Ni primavera ni Revolución. Involución estival

Hace año y pico escribí unas reflexiones aciagas y agoreras respecto de las pretendidas bondades de la Primavera Árabe, la Revolución Verde y todas aquellas utopías miopes quincemeistas. Me acusaron de reaccionario o algo así. Sin embargo en ninguna parte de mi reflexión defendía yo la dictadura civil de Túnez, por ejemplo (más bien “dictablanda” a la manera de alguna nuestra, hispánica, del siglo XX), por muy secularizada que fuera. La libertad es el valor supremo. Sin ella no hay nada.  Incluso por lo que dijo Camus: La libertad no es más que la oportunidad de ser mejor. Y la libertad, como también dice Jean Daniel no se puede separar de la igualdad ni del reparto de la riqueza
Pero mi funesto augurio era que aquella supuesta revolución me temía que acabaría siendo una involución en toda regla, que instauraría teocracias en los países árabes del Magreb al Mahrek.
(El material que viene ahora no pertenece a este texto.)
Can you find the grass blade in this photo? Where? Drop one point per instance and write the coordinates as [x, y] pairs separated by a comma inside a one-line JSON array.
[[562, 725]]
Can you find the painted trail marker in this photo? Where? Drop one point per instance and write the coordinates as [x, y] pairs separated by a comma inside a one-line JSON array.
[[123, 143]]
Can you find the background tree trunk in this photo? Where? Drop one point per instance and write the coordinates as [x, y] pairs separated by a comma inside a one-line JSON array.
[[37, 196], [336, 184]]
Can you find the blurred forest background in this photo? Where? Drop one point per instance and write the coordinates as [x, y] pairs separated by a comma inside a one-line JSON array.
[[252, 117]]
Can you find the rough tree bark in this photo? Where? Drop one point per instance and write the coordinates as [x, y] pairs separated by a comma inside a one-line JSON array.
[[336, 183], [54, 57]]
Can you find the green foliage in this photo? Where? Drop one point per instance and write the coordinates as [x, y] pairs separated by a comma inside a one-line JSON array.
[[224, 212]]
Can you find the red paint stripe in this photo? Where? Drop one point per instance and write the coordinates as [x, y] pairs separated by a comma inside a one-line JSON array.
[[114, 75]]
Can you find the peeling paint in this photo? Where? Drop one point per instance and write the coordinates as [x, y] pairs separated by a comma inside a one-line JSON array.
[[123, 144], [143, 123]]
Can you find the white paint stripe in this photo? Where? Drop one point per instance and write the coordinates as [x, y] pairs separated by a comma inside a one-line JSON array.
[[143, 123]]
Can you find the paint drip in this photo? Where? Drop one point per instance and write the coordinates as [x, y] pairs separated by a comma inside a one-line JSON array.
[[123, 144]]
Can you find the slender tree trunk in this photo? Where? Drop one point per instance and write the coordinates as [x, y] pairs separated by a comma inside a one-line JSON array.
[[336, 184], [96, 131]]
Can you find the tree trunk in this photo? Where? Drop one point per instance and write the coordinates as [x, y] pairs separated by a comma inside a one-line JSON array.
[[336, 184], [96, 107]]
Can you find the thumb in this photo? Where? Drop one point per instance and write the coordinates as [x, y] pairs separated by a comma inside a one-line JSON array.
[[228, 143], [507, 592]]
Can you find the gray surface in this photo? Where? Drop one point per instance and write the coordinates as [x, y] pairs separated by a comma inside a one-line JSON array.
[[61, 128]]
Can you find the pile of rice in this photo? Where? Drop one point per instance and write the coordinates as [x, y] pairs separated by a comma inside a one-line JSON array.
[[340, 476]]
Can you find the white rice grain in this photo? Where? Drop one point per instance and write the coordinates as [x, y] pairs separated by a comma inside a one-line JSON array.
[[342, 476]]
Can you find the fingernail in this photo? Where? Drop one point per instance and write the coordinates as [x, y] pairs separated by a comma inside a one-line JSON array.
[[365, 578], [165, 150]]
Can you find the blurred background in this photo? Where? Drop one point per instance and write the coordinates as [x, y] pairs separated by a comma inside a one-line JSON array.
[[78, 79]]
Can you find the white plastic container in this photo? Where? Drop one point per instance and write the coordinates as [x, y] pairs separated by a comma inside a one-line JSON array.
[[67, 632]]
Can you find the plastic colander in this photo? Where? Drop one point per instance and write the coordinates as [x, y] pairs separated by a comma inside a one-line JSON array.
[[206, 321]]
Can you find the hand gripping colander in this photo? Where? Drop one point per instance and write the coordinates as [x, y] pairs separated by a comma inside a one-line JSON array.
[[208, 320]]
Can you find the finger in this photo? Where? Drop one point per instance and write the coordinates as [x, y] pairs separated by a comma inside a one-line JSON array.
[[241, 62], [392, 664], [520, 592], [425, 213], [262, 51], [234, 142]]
Algunas de las características de tal intromisión de la religión en la política las conocemos y las seguimos “disfrutando” en países de tradición religiosa cristiana. España es paradigma de cómo la curia pretenden hacer política desde el púlpito. El “In God we trust” del dólar americano dice más que lo que cita. Y así en muchos países de nuestro entorno (Hungría, Suiza…). Pero la secularización iniciada con la Revolución Francesa había sacado al menos a la religión de las leyes penales y de las cuestiones que tiene que ver con los Derechos Humanos. Las Iglesias “occidentales” se “limitan” a entrometerse en defensa de sus intereses ideológico-económicos por otras vías.
¿Qué ocurrirá ahora en Túnez o en Egipto o en el nuevo insurgente Estado “islámico” del Azawad (norte de Malí) con los radicales islamistas?
Morsi, presidente islamista de Egipto, ha dicho: “soy el presidente de todos”. ¿Lo será también de “todas”? Hace casi veinte años casi El Cairo fue testigo de una Conferencia Internacional sobre la Población y el Desarrollo donde la educación se erigió en el factor clave para que la mujer se liberara del yugo secular y esa libertad fuera el motor del cambio y el desarrollo en los países más desfavorecidos. Si esa educación pasa a ser ahora coránica… ¿qué ocurrirá?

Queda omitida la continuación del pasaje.